In the hunt for exoplanets, scientists in MIT’s Department of Earth, Atmospheric and Planetary Sciences (EAPS) are breaking boundaries between disciplines, integrating the fields of physics, chemistry, biology, astronomy, and the geosciences to drive innovations in techniques and technology—with the tantalizing prospect of detecting life beyond Earth.
How do planets form and evolve? What role do atmospheres play in their evolution, and how might this inform us about our own environmental changes? What can exoplanets tell us about our own solar system? Do other Earth-like planets exist? Could they be harboring life?
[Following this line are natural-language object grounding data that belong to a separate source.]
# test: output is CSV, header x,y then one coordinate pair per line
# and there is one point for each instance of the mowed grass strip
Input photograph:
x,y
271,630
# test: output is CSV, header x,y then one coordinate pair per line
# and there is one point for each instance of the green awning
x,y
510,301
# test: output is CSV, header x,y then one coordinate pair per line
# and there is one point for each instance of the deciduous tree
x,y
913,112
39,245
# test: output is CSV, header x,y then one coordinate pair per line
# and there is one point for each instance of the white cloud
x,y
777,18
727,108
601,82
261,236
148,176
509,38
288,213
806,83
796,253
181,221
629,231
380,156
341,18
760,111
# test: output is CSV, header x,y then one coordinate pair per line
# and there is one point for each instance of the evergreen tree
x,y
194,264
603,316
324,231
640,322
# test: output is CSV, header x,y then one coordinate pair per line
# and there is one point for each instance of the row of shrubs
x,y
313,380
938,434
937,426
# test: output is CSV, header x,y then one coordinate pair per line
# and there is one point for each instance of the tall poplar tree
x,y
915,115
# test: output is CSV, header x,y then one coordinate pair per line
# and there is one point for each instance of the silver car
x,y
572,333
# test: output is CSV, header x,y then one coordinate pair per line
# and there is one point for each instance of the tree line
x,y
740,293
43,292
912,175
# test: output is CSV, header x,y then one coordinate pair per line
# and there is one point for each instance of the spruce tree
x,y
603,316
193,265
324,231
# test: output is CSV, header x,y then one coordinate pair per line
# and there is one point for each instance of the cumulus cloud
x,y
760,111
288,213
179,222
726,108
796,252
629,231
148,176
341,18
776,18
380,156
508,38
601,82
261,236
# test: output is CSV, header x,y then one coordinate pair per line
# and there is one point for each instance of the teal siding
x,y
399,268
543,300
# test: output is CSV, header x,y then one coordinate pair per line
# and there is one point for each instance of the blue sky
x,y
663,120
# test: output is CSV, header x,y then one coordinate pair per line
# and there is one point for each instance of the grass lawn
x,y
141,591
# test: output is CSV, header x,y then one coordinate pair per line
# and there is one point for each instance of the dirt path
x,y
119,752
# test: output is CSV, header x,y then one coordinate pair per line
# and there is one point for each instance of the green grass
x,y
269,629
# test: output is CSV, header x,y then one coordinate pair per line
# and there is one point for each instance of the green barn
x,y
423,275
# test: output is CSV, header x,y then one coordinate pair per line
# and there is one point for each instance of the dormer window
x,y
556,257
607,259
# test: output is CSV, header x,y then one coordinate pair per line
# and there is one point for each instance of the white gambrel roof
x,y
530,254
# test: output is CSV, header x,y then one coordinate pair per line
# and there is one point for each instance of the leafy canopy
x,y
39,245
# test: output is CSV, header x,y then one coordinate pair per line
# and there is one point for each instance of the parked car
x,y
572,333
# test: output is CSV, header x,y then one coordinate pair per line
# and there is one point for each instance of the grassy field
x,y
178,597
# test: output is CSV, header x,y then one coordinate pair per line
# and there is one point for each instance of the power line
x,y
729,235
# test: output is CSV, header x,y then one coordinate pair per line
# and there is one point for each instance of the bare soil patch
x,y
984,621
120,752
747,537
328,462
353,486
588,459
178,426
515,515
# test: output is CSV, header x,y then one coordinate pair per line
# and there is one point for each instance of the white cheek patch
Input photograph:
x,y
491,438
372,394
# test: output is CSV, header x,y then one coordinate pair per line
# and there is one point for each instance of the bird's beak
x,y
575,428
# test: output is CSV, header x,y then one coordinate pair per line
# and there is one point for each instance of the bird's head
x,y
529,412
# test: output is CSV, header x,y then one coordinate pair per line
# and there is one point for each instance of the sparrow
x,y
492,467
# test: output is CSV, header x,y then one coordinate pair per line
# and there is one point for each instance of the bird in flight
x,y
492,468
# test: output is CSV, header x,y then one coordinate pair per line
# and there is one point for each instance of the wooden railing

The innate human desire to understand the origins and natural systems of our own world and our place in the universe fuels the questions which our planetary scientists seek to answer—watch to learn more about the different ways they're tackling the search for other worlds.
This series was made possible by the generous support of the Philanthropic Ventures Foundation, in partnership with the Heising-Simons Foundation.
The Hallmark of Discovery
with Sara Seager
Novel research directions drive technological innovation in the search for an Earth twin—and the ultimate discovery of life beyond our own planet. As a professor of planetary sciences in EAPS, Sara Seager is following her curiosity into new areas, from designing new space instrumentation to better detect exoplanet atmospheres to investigating the underlying chemistry of life on Earth.
From TRAPPIST to SPECULOOS
with Julien de Wit
Small telescopes are pushing a paradigm shift in exoplanet discovery and characterization. Julien de Wit, professor of planetary sciences in EAPS, takes a novel approach in the search for life beyond Earth. Instead of bigger is better, he's part of a team pioneering small, cost-effective ground-based telescopes to speed up the pace of surveying the skies, and passing along only the most promising targets for examination by the large ground and space-based telescopes which come with billion-dollar pricetags.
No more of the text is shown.